Does it get colder the deeper you dig?

I built a cellar to store all my perishables but its not as cold as I want it to be. Does it get colder more levels I dig down? How do freezing labs work?

No.
Freezing labs work by having portals that open to a 0° Kelvin frozen universe. At least from what I’ve read.

No matter how deep you dig, it won’t get any colder.

Also irl the deeper you go the hotter it gets.

1 Like

Cellars work essentially as poor refrigerators. During the freezing times I keep food on the surface and move it to the cellar for warmer periods.

Alternatively if you don’t want something to freeze you can dump it in the cellar as well.

that’s not necessarily correct. it only gets hot when you get closer to our core or a magma vein, and is otherwise pretty cold due to the lack of sunlight.
then again i’m geologist(?)

We don’t dig deep enough for things to get hot without some sort of nearby magma flow or steam vent as a general rule, however, once you pierce the crust (we don’t come close), it’s only going to get hotter.

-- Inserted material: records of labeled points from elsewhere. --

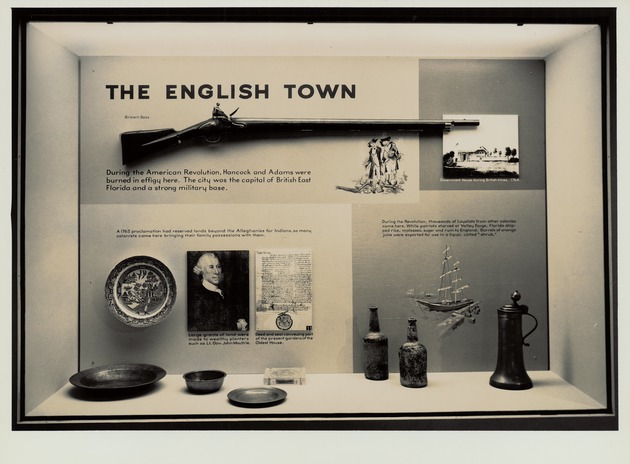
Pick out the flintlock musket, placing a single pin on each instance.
(139, 144)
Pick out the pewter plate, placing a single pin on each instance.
(257, 397)
(140, 291)
(117, 377)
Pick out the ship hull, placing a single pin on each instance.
(446, 306)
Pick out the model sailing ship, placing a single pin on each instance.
(450, 299)
(450, 293)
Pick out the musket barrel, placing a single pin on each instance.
(348, 125)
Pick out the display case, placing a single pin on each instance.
(311, 229)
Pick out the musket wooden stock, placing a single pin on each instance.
(139, 144)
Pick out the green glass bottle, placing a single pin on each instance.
(376, 366)
(413, 359)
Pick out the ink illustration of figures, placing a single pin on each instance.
(218, 291)
(382, 169)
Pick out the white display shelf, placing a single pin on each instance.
(327, 395)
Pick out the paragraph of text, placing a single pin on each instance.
(396, 228)
(200, 180)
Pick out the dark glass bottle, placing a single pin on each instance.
(413, 359)
(376, 366)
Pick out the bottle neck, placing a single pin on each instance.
(374, 325)
(412, 332)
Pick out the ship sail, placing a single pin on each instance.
(450, 293)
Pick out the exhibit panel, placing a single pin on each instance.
(244, 215)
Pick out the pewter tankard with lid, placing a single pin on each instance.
(510, 373)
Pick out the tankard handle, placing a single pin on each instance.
(531, 331)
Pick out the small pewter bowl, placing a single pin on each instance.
(204, 381)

It’s actually rather terrifying to think of the earth as it really is, a molten ball of rock with a outer layer that’s cooled enough to solidify. We live on massive slag islands that were forced to the top by the more dense materials falling inwards. With some volcanic seasoning and a bit of subduction to mix things up. Fascinating stuff.

2 Likes

and is otherwise pretty cold due to the lack of sunlight.

Untill you reach basement depth ( I don’t have specfic numbers but a few tens of meters) it gets colder. But it never gets really cold, the main point of a cellar is that it’s insulated from heat variation on the surface so that you can have 14°C all year round for example.
And then the deeper you go the hotter it gets, the heat from the core and from radioactive element does not just stay deep down it slowy comes up, as shown in malkeus post.

1 Like

Scientific research shows that caves have a near constant temperature equal to average annual temperature of their location. It’s realted to the heat diffusion during seasons throughout the ground. While it is true that it gets hotter the deeper you are, but that would matter in a mine that is several hundred meters below the surface level and not in those several z-levels we have. That is unless for some reason it would be stated that deeper levels have some separation and that they are deeper then what it looks like at a glance. If so it would be possible to set regional setting for a specific terrain (ex. deep mine) like for an ice lab, just opposite trend in temperatures.

Huh, well another thing that goes into it is the fact that earth (ground) slows alot of the solar heat so actually digging deeper it will get hotter, but only because solar heat moves slower, while in space the solar heat actually goes so fast that we end up not absorbing most of it, hence why lower atmospheres (not height wise) get colder.

It’s strange but hey, science always gets us somewhere right?